Were you hit by a drunk driver and injured? If so, you may need a drunk driver accident lawyer to handle your case and ensure you’re paid what your injury is worth by the bad driver or an insurance company.
Contact the Willis Law Firm today for your free legal consultation on your case. You may be entitled to significant economic compensation for your medical bills, lost salary and pain and suffering due to a drunk driver accident. This may require filing a civil lawsuit against the drunk driver and his or her insurance company.
It’s not always enough to be in the right. Even if a driver was found to be legally drunk with a BAC (blood alcohol concentration) of .08% or higher, that driver’s insurer may resist a civil lawsuit claiming damages for victims.
Such damages can be compensatory, by compensating a victim for specific financial losses, or they may be punitive, as a means of punishing the bad driver and setting an example. Either way, a drunk driver’s insurance company is likely to claim that the crash involved contributory or comparative negligence on the part of the victim.
In other words, the insurer may seek to blame the victim, at least in part, for the crash. If successful, this tactic can reduce the amount that a victim is able to recover financially.

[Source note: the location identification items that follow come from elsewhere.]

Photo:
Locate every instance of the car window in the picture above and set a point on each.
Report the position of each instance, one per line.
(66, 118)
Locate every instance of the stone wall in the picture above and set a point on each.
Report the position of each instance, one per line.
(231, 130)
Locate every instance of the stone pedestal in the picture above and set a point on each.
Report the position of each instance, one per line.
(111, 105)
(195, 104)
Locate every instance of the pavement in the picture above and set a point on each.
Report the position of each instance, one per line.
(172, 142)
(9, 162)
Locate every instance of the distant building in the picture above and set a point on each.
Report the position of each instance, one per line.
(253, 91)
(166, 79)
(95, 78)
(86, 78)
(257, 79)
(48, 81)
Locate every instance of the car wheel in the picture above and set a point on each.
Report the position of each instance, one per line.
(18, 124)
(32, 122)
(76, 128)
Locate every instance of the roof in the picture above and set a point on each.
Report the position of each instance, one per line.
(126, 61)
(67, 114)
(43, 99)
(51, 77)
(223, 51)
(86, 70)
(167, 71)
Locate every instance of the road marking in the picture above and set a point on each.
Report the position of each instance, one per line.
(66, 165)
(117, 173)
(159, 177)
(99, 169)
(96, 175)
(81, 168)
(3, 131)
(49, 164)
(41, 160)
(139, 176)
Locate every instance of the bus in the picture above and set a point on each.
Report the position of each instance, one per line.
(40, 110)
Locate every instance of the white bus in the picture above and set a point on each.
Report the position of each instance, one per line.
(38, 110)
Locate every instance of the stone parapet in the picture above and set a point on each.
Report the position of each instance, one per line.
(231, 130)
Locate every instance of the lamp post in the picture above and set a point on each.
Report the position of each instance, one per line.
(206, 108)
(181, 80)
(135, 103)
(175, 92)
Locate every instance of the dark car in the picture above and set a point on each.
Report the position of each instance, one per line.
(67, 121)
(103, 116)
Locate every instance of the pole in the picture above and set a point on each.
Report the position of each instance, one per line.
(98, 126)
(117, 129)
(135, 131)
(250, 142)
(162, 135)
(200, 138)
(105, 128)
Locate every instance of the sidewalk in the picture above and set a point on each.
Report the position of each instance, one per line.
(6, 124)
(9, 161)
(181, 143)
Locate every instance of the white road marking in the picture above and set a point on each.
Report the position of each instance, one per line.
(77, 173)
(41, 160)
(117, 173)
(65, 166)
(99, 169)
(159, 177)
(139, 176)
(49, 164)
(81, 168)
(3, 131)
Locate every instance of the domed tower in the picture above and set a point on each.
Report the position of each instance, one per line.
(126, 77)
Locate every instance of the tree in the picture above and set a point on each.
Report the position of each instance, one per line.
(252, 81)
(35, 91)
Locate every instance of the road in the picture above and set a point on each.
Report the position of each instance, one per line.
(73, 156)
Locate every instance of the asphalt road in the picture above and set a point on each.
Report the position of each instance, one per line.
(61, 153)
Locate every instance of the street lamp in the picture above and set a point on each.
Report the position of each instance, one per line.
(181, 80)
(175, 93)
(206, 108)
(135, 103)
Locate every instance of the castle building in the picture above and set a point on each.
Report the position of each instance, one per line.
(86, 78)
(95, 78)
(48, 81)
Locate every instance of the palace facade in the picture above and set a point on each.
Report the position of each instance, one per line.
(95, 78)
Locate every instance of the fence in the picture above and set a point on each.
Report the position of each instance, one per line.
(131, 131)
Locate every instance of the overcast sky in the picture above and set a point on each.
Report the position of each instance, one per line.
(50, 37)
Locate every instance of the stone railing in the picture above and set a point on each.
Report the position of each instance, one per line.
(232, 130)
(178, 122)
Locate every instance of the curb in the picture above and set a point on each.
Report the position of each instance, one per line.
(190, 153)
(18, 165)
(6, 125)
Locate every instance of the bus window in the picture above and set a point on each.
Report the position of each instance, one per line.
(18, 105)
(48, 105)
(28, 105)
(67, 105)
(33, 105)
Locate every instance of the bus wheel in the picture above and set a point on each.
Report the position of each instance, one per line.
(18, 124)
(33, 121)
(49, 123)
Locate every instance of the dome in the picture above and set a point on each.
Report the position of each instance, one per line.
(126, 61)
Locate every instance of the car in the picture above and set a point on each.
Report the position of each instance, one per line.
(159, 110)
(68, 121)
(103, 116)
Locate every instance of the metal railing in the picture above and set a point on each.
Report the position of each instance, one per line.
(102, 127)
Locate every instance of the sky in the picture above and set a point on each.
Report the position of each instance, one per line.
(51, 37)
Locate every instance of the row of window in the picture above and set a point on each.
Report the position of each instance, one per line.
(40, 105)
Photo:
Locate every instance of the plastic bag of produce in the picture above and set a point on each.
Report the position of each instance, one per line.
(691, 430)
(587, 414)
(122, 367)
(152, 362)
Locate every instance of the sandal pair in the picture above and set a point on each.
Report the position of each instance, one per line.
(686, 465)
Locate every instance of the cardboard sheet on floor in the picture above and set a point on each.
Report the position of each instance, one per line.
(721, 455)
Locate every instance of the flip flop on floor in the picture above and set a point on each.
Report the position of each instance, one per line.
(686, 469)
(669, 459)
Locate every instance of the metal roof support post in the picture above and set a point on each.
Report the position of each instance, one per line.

By state law in Texas, as well as in 32 more states, comparative negligence is in play. That means victims can be deemed partly responsible for their injuries and may not be able to collect fully for their costs.
For example, if the victims is found to be 30% responsible for the crash, then the victim will be able to collect no more than 70% of the costs, since the other 30% was the victim’s fault.
As for those two types of damages, compensatory damages cover monetary losses such as medical expenses and lost present and future salary caused by a drunk driving accident. Punitive or exemplary damages are assessed by the court to punish an especially negligent or reckless driver and to set an example to warn others.
Punitive and exemplary damages frequently are given by Texas juries to survivors in fatal drunk driving cases.
As for gross negligence, Texas law defines gross negligence as being “more than momentary thoughtlessness, inadvertence or error of judgment. It means such an entire want of care as to establish that the act or omission in question was the result of actual conscious indifference to the rights, welfare or safety of the persons affected by it.”
Since driving while drunk is a choice made by a driver, it qualifies as gross negligence.
Also keep in mind that, though an injury lawsuit is a civil matter, a criminal charge also may be made against a drunk driver.
If a drunk driver kills someone, the victim’s survivors can file a wrongful death lawsuit against the driver and his or her insurance company, claiming money for medical expenses prior to the victim’s death, loss of future salary, funeral costs and other expenses, as well as counseling costs for survivors.
Securing evidence in a drunk driving case may mean gaining access to police records of a drunk driving arrest, video of a driver failing field sobriety test and audio recordings of 911 calls about the crash or perhaps calls from other drivers alerting authorities just before it.
The Texas District and County Attorneys Association says drunk driving or DWI evidence comes in four categories: evidence of guilt, evidence of drinking, subjective evidence and objective evidence.
What is objective evidence? This refers to breath or blood samples from the driver which can establish a BAC, or blood alcohol concentration, of .08% or higher, thus making the driver legally drunk. Every state in America uses this standard for driving drunk.
As for subjective evidence, that includes signs of drunkenness, such as difficulty following instruction, performing poorly in a field sobriety test conducted by law officers or exhibiting loss of normal mental or physical faculties.